Uitspraak
RECHTBANK DEN HAAG
uitspraak van de voorzieningenrechter in de zaken tussen
[naam], verzoeker,
[naam 5], minderjarig kind,
Rechtbank Den Haag
Op 15 februari 2024 heeft de Rechtbank Den Haag uitspraak gedaan in een zaak waarin verzoekers, bestaande uit een gezin van Turkse nationaliteit, een voorlopige voorziening vroegen in verband met hun aanvragen voor een verblijfsvergunning asiel. De aanvragen waren door de Staatssecretaris van Justitie en Veiligheid op 15 december 2023 niet in behandeling genomen, omdat Kroatië als verantwoordelijk land voor de behandeling van de aanvragen werd aangemerkt. Verzoekers hebben hiertegen beroep ingesteld en vroegen de voorzieningenrechter om een voorlopige voorziening.

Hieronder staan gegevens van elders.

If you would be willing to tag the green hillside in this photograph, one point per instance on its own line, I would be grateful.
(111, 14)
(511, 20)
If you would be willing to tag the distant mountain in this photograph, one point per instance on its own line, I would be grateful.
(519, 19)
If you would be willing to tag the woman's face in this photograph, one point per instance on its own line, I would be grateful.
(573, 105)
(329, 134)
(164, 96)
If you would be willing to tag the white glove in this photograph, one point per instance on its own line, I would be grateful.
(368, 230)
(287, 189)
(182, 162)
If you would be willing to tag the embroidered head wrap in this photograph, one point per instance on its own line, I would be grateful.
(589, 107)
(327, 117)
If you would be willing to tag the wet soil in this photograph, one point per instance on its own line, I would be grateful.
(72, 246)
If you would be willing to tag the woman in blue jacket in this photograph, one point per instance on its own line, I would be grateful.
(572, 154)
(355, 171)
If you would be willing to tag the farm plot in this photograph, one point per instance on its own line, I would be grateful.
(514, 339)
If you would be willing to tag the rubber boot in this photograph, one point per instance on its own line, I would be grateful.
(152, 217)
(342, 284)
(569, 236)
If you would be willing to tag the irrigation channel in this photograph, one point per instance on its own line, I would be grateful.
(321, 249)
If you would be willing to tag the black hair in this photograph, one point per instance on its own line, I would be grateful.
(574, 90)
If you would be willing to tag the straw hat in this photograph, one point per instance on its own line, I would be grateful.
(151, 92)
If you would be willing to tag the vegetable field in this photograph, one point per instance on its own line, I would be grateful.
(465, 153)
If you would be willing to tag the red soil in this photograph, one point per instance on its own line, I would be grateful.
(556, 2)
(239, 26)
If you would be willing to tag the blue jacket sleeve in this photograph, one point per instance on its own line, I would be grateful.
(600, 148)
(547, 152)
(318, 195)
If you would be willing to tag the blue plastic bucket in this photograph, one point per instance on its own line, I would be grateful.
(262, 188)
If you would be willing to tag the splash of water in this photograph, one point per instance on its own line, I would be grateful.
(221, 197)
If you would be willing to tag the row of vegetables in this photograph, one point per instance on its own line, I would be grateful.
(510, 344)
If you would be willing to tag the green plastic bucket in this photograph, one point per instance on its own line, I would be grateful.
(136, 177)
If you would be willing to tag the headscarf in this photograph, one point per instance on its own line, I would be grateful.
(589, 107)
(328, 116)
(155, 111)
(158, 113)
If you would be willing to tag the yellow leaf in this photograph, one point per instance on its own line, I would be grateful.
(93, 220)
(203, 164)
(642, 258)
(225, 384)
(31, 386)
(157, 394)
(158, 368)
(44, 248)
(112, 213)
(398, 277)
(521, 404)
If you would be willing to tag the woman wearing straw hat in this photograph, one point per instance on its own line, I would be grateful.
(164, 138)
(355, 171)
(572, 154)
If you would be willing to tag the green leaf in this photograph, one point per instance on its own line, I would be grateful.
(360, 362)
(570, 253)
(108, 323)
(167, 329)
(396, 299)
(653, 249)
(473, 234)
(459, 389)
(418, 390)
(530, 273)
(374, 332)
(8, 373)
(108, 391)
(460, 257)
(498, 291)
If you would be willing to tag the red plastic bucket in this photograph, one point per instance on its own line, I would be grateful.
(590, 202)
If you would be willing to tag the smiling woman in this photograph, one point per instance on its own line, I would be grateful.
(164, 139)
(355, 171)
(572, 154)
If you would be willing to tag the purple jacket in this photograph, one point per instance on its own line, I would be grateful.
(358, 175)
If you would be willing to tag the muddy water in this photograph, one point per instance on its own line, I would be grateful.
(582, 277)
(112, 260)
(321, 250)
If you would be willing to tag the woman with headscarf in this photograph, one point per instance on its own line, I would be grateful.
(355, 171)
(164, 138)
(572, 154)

De voorzieningenrechter heeft de verzoeken op 12 februari 2024 behandeld, waarbij verzoekers aanwezig waren met hun gemachtigde en een tolk. De Staatssecretaris was vertegenwoordigd door zijn gemachtigde. Tijdens de zitting is vastgesteld dat er al een uitspraak was gedaan in andere aanverwante zaken, waardoor de noodzaak voor een voorlopige voorziening niet meer aanwezig was.
De voorzieningenrechter heeft de verzoeken om voorlopige voorziening afgewezen en aangegeven dat er geen aanleiding is voor een proceskostenveroordeling. De uitspraak is gedaan door mr. D.M. Schuiling, in aanwezigheid van griffier Z.P. de Wilde, en is openbaar gemaakt via een geanonimiseerde publicatie op rechtspraak.nl. Tegen deze uitspraak staat geen hoger beroep of verzet open.